ACE INHIBITORS AND TREATMENT OF CHRONIC HEART FAILURE

'ACE inhibitors in chronic heart failure due to ventricular dysfunction reduce mortality and readmission rates with average NNTB for 1 year to prevent one death = 16 and for the combined endpoint of death or readmission = 10.'

• Garg R, Yusuf S, for the Collaborative Group on ACE inhibitor trials. JAMA 1995;273:1450-1456.
• Acute infarction Ramipril Efficacy (AIRE) Study Investigators. Lancet 1993; 342:821-828.

ACE INHIBITORS AND PREVENTION OF THE DEVELOPMENT OF HEART FAILURE

'ACE inhibitors can delay the development of symptomatic heart failure and reduce the frequency of cardiovascular events (death, myocardial infarction, hospitalisation) in patients with asymptomatic left ventricular systolic dysfunction. NNTB for 2 years to prevent one death = 17.'

• SOLVD Investigators. N Engl J Med 1992; 327:685-691.
• Flather M, et al. Circulation 1997; 96:1-706.

Beta-adrenoceptor antagonists (β-blockers)

Beta blockers are indicated in all patients with CHF. They improve both mortality and morbidity. Beta blockers with a proven mortality benefit include Carvedilol, bisoprolol, nebivolol and extended release metoprolol.

These drugs may help to counteract the deleterious effects of enhanced sympathetic stimulation and reduce the risk of arrhythmias and sudden death. When initiated in standard doses they may precipitate acute-onchronic heart failure, but when given in small incremental doses (e.g. bisoprolol started at a dose of 1.25 mg daily, and increased gradually over a 12-week period to a target maintenance dose of 10 mg daily) under carefully monitored conditions, they can increase ejection fraction, improve symptoms, reduce the frequency of hospitalisation and reduce mortality in patients with chronic heart failure

β-BLOCKERS AND TREATMENT OF CHRONIC HEART FAILURE

'Adding oral β-blockers gradually in small incremental doses to standard therapy including ACE inhibitors in people with heart failure reduces the rate of death or hospital admission.
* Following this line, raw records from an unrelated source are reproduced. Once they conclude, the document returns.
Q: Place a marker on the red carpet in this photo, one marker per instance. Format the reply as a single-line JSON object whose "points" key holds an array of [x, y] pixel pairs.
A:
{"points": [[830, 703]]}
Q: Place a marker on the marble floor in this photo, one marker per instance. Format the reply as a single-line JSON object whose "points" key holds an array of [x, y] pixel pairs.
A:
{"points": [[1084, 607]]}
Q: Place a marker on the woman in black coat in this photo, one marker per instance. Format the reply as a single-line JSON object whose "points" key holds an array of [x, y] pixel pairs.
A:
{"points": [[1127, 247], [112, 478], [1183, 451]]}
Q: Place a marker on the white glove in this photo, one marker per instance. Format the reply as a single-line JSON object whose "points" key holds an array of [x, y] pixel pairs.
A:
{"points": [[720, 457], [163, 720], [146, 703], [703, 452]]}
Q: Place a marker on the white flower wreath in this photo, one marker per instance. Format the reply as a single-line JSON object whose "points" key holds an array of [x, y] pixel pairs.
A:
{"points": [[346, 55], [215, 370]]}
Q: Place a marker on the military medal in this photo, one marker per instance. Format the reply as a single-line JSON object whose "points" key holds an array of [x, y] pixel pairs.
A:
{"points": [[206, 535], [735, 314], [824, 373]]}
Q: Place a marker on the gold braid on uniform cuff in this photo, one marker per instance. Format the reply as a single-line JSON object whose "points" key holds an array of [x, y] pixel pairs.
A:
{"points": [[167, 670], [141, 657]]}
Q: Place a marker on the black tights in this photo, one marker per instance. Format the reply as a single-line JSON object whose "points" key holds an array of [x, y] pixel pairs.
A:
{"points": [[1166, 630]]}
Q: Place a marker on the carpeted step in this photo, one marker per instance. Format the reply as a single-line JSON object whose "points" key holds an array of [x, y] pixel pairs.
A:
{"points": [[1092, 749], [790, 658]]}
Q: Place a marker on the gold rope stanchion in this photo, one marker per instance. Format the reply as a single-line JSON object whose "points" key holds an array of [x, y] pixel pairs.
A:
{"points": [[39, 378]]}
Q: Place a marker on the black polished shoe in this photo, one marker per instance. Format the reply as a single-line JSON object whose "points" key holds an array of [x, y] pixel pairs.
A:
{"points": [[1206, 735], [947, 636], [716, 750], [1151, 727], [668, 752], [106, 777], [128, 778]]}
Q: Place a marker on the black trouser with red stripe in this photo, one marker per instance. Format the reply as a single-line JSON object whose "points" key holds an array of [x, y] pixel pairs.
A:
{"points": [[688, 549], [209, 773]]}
NNTB for 1 year to prevent one death = 21.'

• Lechat P, et al. Circulation 1998; 98:1184-1191.
• McMurray JJV. Heart 1999; 82:14-22.
• Shibola MC, et al. Br J Heart Fail 2002; 4:11 720.

Aldosterone antagonists:

Spironolactone has been shown to have a mortality benefit in patients with Class III/IV CHF

Cardiac transplantation is an established and very successful form of treatment for patients with intractable heart failure. Coronary artery disease and dilated cardiomyopathy are the most common indications. The introduction of cyclosporin for immunosuppression has improved survival, which now exceeds 90% at 1 year. The use of transplantation is limited by the availability of donor hearts so it is generally reserved for young patients with severe symptoms.

Conventional heart transplantation is contraindicated in patients with pulmonary vascular disease due to long-standing left heart failure, complex congenital heart disease (e.g. Eisenmenger's syndrome) or primary pulmonary hypertension, because the right ventricle of the donor heart may fail in the face of increased pulmonary vascular resistance. However, heart-lung transplantation can be successful for patients with Eisenmenger's syndrome. Lung transplantation has been used for primary pulmonary hypertension.